The DHS Program User Forum
Discussions regarding The DHS Program data and results
Home » Data » Weighting data » Phase I surveys
Phase I surveys [message #3238] Tue, 11 November 2014 11:34 Go to next message is currently offline
Messages: 8
Registered: November 2014
Location: United States
I'm working with a few surveys from phase I of the DHS and was wondering how to coded in STATA for weights. I'm specifically looking at Egypt 1988 right now. There is no v021 or v023/v024 variable for primary sampling unit or sample domain.

I've been coding other phases as the following:
gen psu = v021
gen strata = v023
gen weight1 = v005 / 1000000
svyset psu [pweight = weight1], strata(strata)

Any recommendations?
Re: Phase I surveys [message #3251 is a reply to message #3238] Wed, 12 November 2014 10:16 Go to previous message
Bridgette-DHS is currently offline  Bridgette-DHS
Messages: 2537
Registered: February 2013
Senior Member
Following is a response from Senior DHS Specialist, Tom Pullum:

V001 and v021 are identical, and both are the cluster id. If v021 is missing, just use v001. (Personally, I always use v001 rather than v021.)

The strata are almost always the combinations of region and urban/rural. There are typically around 20 to 30 strata. Unfortunately, in many of the early surveys, the strata are not actually coded, and the variable that says "sample stratum number" is not what it says.

I just looked at the 1988 and 1992 surveys of Egypt. Your interest is mainly in 1988 but you have to do some recoding for 1992 as well.

In the 1992 survey, v023 (domains) and v024 (regions) are exactly the same. They take only 5 values. The alleged stratum variable (v022) has 178 different values--too many to be the correct stratum variable. It consists mostly of groups of 2 or 3 clusters.

The key to the strata is found by looking at the pattern of variation in the weights. I quickly found that v005 takes only 21 different values, corresponding to groupings of values of v022. These are the strata. The clusters are numbered consecutively within strata.
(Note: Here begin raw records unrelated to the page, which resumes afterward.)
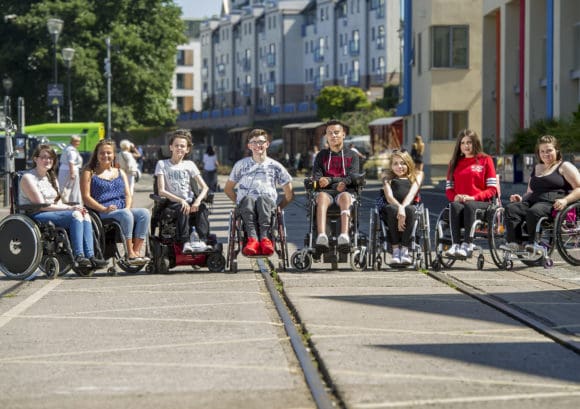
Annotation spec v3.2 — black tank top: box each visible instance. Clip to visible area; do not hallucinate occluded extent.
[529,162,572,203]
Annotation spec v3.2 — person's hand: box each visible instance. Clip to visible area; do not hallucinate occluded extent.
[554,198,568,211]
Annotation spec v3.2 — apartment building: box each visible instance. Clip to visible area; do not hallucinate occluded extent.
[171,20,202,113]
[178,0,401,128]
To construct the range of codes for v022 that go into each of the 21 strata, you could use the following lines in Stata:

use ....EGIR21FL.DTA , clear
collapse (mean) v005, by(v022)
list, table clean
egen stratum=group(v005)
gen v022_min=v022
gen v022_max=v022
sort stratum v022
collapse (first) v022_min (last) v022_max, by(stratum)
list stratum v022_min v022_max, table clean

To repeat, this will give you the information to construct a stratum id variable from v022.

In the 1988 survey, you should use v001 in place of v021.
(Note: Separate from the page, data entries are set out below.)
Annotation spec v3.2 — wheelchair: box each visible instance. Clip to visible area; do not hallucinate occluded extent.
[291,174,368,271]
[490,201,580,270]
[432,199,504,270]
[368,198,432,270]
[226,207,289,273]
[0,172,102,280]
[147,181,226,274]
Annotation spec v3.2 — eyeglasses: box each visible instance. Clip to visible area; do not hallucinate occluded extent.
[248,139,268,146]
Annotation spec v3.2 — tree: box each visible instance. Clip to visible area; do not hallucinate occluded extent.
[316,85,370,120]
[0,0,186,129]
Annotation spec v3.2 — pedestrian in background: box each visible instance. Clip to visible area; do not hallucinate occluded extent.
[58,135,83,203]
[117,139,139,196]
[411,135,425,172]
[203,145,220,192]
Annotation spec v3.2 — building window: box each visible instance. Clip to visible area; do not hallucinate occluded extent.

I see that in the 1988 survey v001 has 454 values, ranging from 1005 to 228008. This must be a code for the enumeration areas that was not converted to integers 1 through 454. I see that v005 has only 7 values. These must correspond to the 7 strata. Again, you need to work out a recode of v001 to construct the stratum id variable. It is easily found that the clusters that go into the strata are not just ranges. You will have to work out the recode; the following lines will help.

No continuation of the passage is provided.